Mentre il mondo avanza sempre più verso un'era multipolare, l'Astana Think Tank International Forum rappresenterà un trampolino di lancio fondamentale per consentire alle potenze medie di plasmare collettivamente il futuro della governance globale.
In conclusione, mentre l'ordine globale continua a evolversi verso la multipolarità, il ruolo delle potenze medie sta diventando sempre più cruciale. Formando coalizioni, stabilendo iniziative di ricerca congiunte e sfruttando i loro punti di forza unici in aree come la ricerca politica, la salute, l'istruzione e la scienza, le potenze medie possono affrontare collettivamente alcune delle sfide più urgenti che il mondo si trova ad affrontare oggi.

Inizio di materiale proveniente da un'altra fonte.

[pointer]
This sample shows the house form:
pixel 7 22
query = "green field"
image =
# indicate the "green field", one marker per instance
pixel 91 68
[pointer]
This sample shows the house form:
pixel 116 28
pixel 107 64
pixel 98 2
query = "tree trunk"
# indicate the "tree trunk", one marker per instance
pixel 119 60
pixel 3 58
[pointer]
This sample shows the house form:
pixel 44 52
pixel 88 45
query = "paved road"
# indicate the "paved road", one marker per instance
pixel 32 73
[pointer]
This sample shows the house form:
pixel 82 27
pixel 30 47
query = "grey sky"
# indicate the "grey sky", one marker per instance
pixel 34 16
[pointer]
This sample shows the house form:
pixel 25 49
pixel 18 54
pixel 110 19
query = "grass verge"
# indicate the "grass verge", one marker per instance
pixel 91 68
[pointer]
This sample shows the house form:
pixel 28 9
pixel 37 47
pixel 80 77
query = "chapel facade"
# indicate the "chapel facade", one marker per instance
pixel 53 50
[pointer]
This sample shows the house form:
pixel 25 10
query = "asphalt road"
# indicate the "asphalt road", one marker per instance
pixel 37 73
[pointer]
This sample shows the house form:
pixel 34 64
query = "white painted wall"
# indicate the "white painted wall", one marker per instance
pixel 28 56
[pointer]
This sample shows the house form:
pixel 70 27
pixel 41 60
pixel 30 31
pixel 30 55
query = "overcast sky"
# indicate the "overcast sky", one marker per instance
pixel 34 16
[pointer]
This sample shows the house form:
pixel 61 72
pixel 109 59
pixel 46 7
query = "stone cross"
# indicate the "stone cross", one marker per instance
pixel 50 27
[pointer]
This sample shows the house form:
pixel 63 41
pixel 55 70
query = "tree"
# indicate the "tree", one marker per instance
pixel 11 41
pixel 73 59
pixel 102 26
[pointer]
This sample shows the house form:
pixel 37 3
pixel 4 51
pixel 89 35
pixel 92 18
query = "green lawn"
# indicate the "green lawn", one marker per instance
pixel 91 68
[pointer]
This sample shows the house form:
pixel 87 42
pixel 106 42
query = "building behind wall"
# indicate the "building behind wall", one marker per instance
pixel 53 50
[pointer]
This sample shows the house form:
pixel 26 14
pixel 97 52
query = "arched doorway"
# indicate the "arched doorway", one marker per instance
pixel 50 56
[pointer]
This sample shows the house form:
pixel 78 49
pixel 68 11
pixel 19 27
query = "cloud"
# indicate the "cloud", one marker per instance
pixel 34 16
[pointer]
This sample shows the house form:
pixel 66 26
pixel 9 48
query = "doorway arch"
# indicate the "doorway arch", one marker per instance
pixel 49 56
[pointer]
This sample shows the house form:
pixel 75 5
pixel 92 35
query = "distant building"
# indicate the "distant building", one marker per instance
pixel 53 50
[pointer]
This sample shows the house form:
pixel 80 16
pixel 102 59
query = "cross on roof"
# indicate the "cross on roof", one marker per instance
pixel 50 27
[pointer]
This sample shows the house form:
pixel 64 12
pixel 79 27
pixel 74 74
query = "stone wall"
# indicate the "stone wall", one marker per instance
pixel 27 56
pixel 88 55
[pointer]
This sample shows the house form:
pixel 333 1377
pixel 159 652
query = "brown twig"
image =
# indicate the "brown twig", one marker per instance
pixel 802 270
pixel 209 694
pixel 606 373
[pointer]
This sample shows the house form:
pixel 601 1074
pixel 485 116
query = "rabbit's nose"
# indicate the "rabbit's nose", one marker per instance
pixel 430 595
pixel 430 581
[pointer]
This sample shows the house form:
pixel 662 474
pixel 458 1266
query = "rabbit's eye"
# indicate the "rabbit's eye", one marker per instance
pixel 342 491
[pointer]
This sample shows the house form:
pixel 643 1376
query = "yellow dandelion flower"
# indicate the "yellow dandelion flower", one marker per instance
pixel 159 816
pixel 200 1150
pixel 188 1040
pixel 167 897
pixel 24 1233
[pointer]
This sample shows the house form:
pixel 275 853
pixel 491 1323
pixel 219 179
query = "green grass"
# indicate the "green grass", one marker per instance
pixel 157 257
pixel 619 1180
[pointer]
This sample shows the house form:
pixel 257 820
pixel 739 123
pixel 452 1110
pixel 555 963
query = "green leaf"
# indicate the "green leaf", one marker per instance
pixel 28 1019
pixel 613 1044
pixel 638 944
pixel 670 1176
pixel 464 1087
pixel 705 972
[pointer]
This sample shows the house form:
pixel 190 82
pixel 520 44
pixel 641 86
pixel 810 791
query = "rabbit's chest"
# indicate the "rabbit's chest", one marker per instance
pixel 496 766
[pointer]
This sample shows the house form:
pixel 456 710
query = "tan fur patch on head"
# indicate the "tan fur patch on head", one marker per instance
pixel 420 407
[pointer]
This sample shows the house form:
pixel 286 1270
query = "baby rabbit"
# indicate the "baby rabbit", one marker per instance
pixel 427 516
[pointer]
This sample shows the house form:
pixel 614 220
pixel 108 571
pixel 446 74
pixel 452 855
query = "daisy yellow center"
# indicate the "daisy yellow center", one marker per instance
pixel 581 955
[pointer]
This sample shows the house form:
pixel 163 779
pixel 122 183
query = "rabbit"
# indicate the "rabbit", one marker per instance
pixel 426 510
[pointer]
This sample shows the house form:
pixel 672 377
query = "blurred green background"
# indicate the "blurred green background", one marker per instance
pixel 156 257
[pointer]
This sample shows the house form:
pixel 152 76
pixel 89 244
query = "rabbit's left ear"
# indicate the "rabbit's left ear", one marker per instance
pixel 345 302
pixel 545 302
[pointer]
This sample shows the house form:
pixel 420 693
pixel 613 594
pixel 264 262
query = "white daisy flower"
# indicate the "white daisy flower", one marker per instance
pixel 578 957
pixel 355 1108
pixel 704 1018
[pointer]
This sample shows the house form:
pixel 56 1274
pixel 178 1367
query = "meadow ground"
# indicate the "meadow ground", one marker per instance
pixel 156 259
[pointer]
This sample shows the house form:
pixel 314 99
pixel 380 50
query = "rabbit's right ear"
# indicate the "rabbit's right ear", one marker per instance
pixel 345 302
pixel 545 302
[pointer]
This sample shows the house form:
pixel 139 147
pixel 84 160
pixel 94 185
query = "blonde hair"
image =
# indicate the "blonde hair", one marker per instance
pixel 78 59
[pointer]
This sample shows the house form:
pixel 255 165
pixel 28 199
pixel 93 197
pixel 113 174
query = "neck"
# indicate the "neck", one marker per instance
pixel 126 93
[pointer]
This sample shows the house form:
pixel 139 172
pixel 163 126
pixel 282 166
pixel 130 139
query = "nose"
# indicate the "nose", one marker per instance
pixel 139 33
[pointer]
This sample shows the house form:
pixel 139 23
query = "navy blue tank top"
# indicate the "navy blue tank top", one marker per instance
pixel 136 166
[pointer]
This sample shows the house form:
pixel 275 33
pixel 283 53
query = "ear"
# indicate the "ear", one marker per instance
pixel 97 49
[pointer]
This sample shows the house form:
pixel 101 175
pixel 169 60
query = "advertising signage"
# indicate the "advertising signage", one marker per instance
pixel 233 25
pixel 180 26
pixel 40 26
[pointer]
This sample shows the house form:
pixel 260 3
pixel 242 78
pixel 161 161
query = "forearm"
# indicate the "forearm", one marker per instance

Attraverso una partnership continua e un impegno comune per la stabilità e lo sviluppo globali, le potenze medie possono garantire che le loro voci vengano ascoltate, che il loro contributo venga riconosciuto e che la loro influenza sulla scena mondiale sia significativa e duratura.
(Le opinioni espresse in questo articolo sono esclusivamente quelle dell'autore e non riflettono necessariamente i punti di vista di World Geostrategic Insights).